Donald Trump

Texas Governor Suggests ‘Bathroom Bill' Not Coming Back

Republican Texas Gov. Greg Abbott said Wednesday he revived a "bathroom bill" targeting transgender people even though he was told it would never get a vote in the GOP-controlled state House, while signaling that the twice-failed effort is dead for the foreseeable future.

A proposal requiring transgender Texans to use public restrooms according to the gender on their birth certificates fizzled Tuesday night, when lawmakers abruptly ended a month-long special legislative session Abbott convened. It was the second time the bill has sank in Texas since May, leaving North Carolina as the only state to approve one.

Abbott blamed moderate Republican House Speaker Joe Straus, who has for months sided with powerful businesses interests in saying the bill could harm the state's economy. But the governor also admitted that Straus told him even before the special session that he would not bring the bill to the floor.

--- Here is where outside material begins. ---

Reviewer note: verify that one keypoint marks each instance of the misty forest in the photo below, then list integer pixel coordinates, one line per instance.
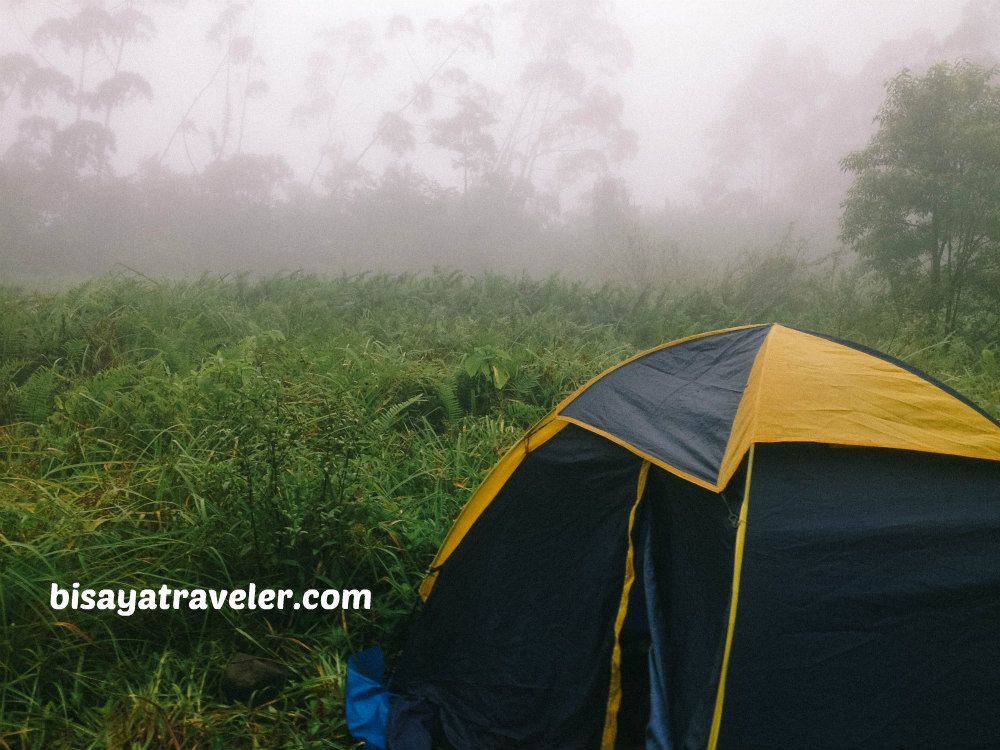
(272, 320)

"The speaker made very clear that he opposed this bill and he would never allow a vote to be taken on it," Abbott said in an interview with Houston radio station KTRH. "He told me during the regular session that if this came up during the special session, he would not allow a vote on it. And there's no evidence whatsoever that he's going to change his mind on it."

Pushing the issue even though he knew it likely wouldn't pass still helped Abbott -- who is running for his first re-election next year -- energize social conservatives. But Straus could still be in the way when Texas lawmakers return in 2019. He has remained House speaker for a decade and has said he intends to run for a record sixth term.

Straus didn't respond to the criticism In a statement Wednesday. Instead, he thanked Abbott for working with the House on other aspects of his legislative agenda, adding the chamber "considered every idea carefully" and listened to constituents.

The first collapse of the bathroom bill in May laid bare an escalating feud in Texas between ascendant social conservatives and moderate Republicans, and the mutual distrust only seemed to deepen over summer.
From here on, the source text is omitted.